There are a few facts useful to know also mixed with my opinion:

(1) My take is Mahout (at this point at least) doesn't need to support
serialization anything of specific classes but Matrix and Vector because
anything else is not algebra.

(2) Most native scala types, including scala collections, are already
supported by kryo by default.

(3) We don't want use java collections in scala code as a serialization
envelope. Like, ever.

(4) Clearly, a Spark application working with RDD outside of Mahout
algebraic support may want to use a specific serialization envelope which
is neither matrix nor standard Scala type/collection. (not sure why it
would -- but ok). In this case the real solution is to  provide a way for
application to _decorate_ default mahout registrator, rather than hack the
registrator itself.



On Tue, Jul 29, 2014 at 10:18 AM, Pat Ferrel <pa...@occamsmachete.com> wrote:

> This time it doesn’t seem to be related to registering class serializers.
> Seems like the Scala collections work as well as the Java ones. It would
> still be nice to know when we have to add to that list in
> MahoutKryoRegistrator. When a job fails to serialize the message is not
> very helpful.
>
>
> On Jul 29, 2014, at 9:10 AM, Pat Ferrel <pa...@occamsmachete.com> wrote:
>
> I need to do a sort each vector inside an rdd.map. The last time I added a
> collection class, Guava’s HashBiMap, I had to add it to the
> MahoutKryoRegisrator.
>
> This time at first it wouldn't serialize when I used a Scala
> List[Vector.Element], but the problem is I can’t seem to add the Scala List
> to the MahoutKryoRegisrator because it doesn’t understand the classname. So
> I had to fall back to using Java’s ArrayList, which doesn’t require
> registering for some reason.
>
> What are the rules for when, why, and what we need to register with the
> MahoutKryoRegisrator? Is there a problem with just registering the Scala
> collection library?
>
>

Re: Kryo

Posted by Pat Ferrel <pa...@occamsmachete.com>.
This time it doesn’t seem to be related to registering class serializers. Seems like the Scala collections work as well as the Java ones. It would still be nice to know when we have to add to that list in MahoutKryoRegistrator. When a job fails to serialize the message is not very helpful.

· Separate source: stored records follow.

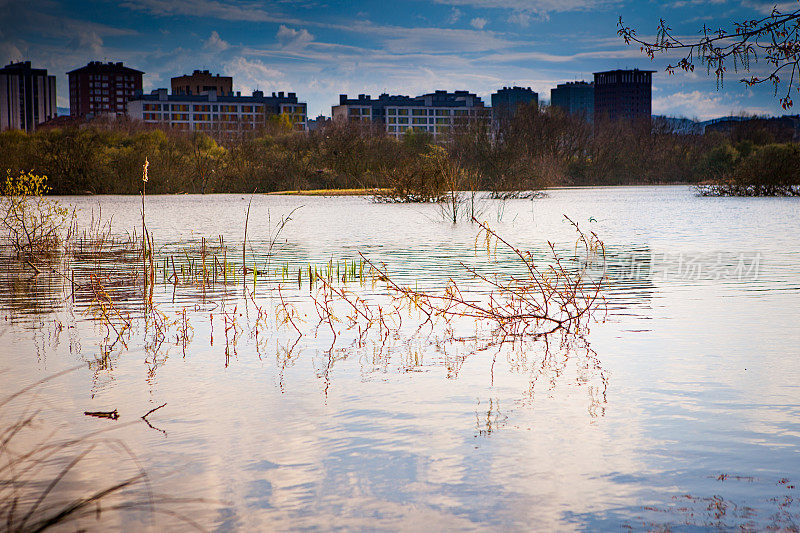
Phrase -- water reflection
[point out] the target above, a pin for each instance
(611, 428)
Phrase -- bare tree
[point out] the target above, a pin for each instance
(773, 39)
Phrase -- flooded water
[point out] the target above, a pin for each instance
(678, 409)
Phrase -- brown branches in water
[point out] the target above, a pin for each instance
(36, 467)
(540, 301)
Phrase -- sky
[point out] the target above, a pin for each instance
(322, 48)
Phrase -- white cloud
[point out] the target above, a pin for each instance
(9, 52)
(520, 18)
(90, 41)
(215, 43)
(249, 74)
(478, 23)
(535, 6)
(291, 38)
(699, 104)
(455, 14)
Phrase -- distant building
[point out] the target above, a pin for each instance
(574, 97)
(202, 81)
(229, 114)
(435, 112)
(506, 100)
(623, 94)
(317, 123)
(27, 97)
(102, 89)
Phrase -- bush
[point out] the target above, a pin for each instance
(33, 223)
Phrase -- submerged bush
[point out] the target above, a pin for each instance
(33, 223)
(770, 170)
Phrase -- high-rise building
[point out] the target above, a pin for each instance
(623, 94)
(102, 89)
(229, 114)
(506, 100)
(434, 112)
(27, 96)
(202, 81)
(574, 97)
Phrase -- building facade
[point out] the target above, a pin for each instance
(435, 113)
(202, 81)
(230, 114)
(102, 89)
(623, 94)
(574, 97)
(27, 97)
(506, 100)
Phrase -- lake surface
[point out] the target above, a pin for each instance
(680, 408)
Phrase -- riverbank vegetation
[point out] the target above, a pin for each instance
(538, 148)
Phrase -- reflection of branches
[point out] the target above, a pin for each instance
(539, 303)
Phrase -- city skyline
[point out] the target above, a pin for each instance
(323, 50)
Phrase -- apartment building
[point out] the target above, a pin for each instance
(102, 89)
(201, 81)
(226, 114)
(574, 97)
(27, 97)
(623, 94)
(435, 112)
(506, 100)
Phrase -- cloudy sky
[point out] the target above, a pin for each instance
(321, 48)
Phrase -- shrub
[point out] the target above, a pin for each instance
(33, 222)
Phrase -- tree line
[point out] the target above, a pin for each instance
(538, 147)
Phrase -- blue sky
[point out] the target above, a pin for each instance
(320, 48)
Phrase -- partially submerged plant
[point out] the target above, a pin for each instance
(33, 466)
(33, 223)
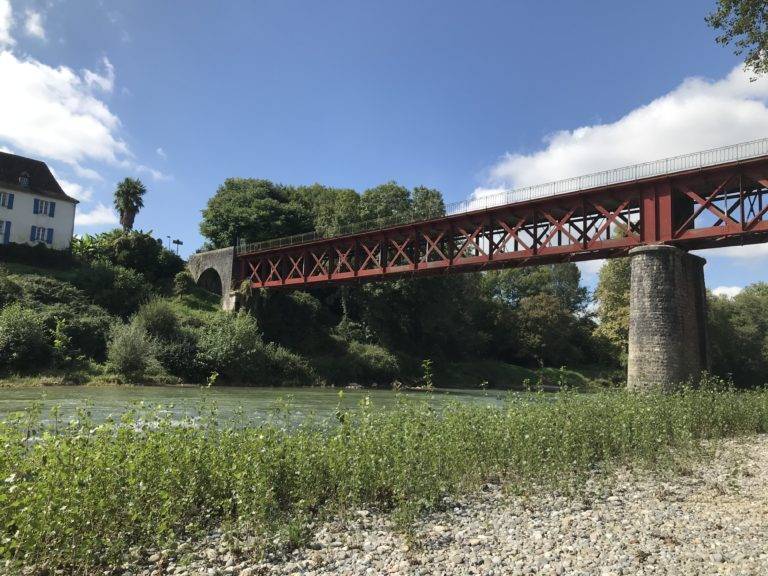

On Jul 29, 2014, at 9:10 AM, Pat Ferrel <pa...@occamsmachete.com> wrote:

I need to do a sort each vector inside an rdd.map. The last time I added a collection class, Guava’s HashBiMap, I had to add it to the MahoutKryoRegisrator. 

This time at first it wouldn't serialize when I used a Scala List[Vector.Element], but the problem is I can’t seem to add the Scala List to the MahoutKryoRegisrator because it doesn’t understand the classname. So I had to fall back to using Java’s ArrayList, which doesn’t require registering for some reason.

What are the rules for when, why, and what we need to register with the MahoutKryoRegisrator? Is there a problem with just registering the Scala collection library?